Over a 2-years period, 24 patients (age 68.9, range 53–83, 17 females and 7 males) with either displaced 4-parts fractures, according to Neer classification, or fracturedislocations of the humeral proximal third, were surgically treated trought a shoulder hemiarthroplasty with direct antero-lateral acromial approach. Clinical and functional assessments were performed at 3, 6, 12, and 18 months including the determination of the Constant Score, the radiographic assessment in an antero-posterior and axillary view of the humerus, a photographic documentation of the injured shoulder function as compared with the non-injured extremity and the assessment of the upper limb motion with a motion analysis system.

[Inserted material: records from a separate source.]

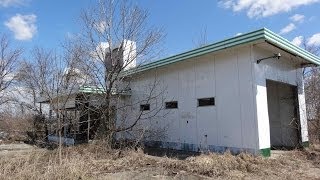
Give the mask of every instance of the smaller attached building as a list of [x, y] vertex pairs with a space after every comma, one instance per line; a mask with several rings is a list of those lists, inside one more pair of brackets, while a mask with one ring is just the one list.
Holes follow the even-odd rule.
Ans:
[[[149, 145], [269, 156], [271, 148], [308, 145], [302, 73], [319, 64], [319, 57], [264, 28], [126, 71], [132, 95], [125, 101], [142, 99], [155, 81], [164, 91], [158, 97], [164, 108], [139, 122], [164, 130], [146, 138]], [[159, 102], [137, 104], [135, 111], [147, 114]]]

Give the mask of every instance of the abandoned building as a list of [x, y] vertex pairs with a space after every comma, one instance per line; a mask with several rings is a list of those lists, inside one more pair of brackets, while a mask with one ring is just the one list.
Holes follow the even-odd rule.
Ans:
[[[320, 58], [268, 29], [135, 63], [122, 74], [131, 91], [121, 101], [132, 104], [128, 121], [141, 120], [118, 133], [119, 139], [133, 138], [133, 131], [142, 127], [155, 132], [143, 139], [146, 145], [177, 150], [269, 156], [273, 148], [308, 146], [303, 69], [320, 65]], [[143, 100], [155, 81], [155, 91], [163, 93]], [[157, 114], [148, 116], [155, 109]], [[120, 126], [123, 115], [116, 113]], [[84, 122], [78, 129], [90, 126]], [[79, 135], [82, 139], [90, 139], [87, 129]]]
[[[146, 139], [149, 145], [269, 156], [273, 148], [308, 146], [303, 69], [319, 64], [319, 57], [263, 28], [127, 70], [127, 101], [144, 96], [154, 79], [165, 89], [159, 115], [141, 122], [165, 130]], [[148, 113], [159, 101], [136, 106]]]

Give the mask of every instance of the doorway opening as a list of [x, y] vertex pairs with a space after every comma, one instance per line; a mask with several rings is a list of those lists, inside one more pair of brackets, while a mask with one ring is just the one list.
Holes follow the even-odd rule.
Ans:
[[301, 147], [297, 86], [267, 80], [271, 149]]

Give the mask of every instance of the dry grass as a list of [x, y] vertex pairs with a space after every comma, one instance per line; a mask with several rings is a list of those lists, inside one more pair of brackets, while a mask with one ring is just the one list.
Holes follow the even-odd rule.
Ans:
[[293, 151], [277, 159], [227, 152], [179, 160], [146, 155], [142, 150], [83, 145], [63, 149], [61, 163], [56, 150], [0, 157], [0, 179], [104, 179], [112, 173], [147, 170], [163, 177], [185, 174], [199, 178], [297, 179], [310, 175], [304, 173], [306, 168], [319, 168], [319, 160], [320, 152], [315, 150]]

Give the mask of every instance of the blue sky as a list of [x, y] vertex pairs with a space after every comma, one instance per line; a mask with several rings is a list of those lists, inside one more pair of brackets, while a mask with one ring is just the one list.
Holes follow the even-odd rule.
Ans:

An increase in mean Constant Score and ranges of motion was observed over the follow-up-period. At 12-months follow-up the Constant Score was 62.2 points (range 41–91) out of a total of 100. Patients at 12 months showed a mean active flexion of the shoulder in the sagittal plane of 45.8 degrees (range 19.1–89.4); the mean active abduction was 49.4 degrees (range 26.1–90.8) with forearm turned down and 57.1 degrees (range 16.7–119.2) with forearm turned up; the range of rotation was 30.9 degrees (range 26.2–35.6). Nevertheless, all patients were able to perform the activity with a relatively pain-free shoulder.

The results obtained in the present study are comparable with the literature data, where other surgical approaches were used. Due to its conservative features, the presented surgical approach may represent a good alternative in shoulder hemiarthroplasty.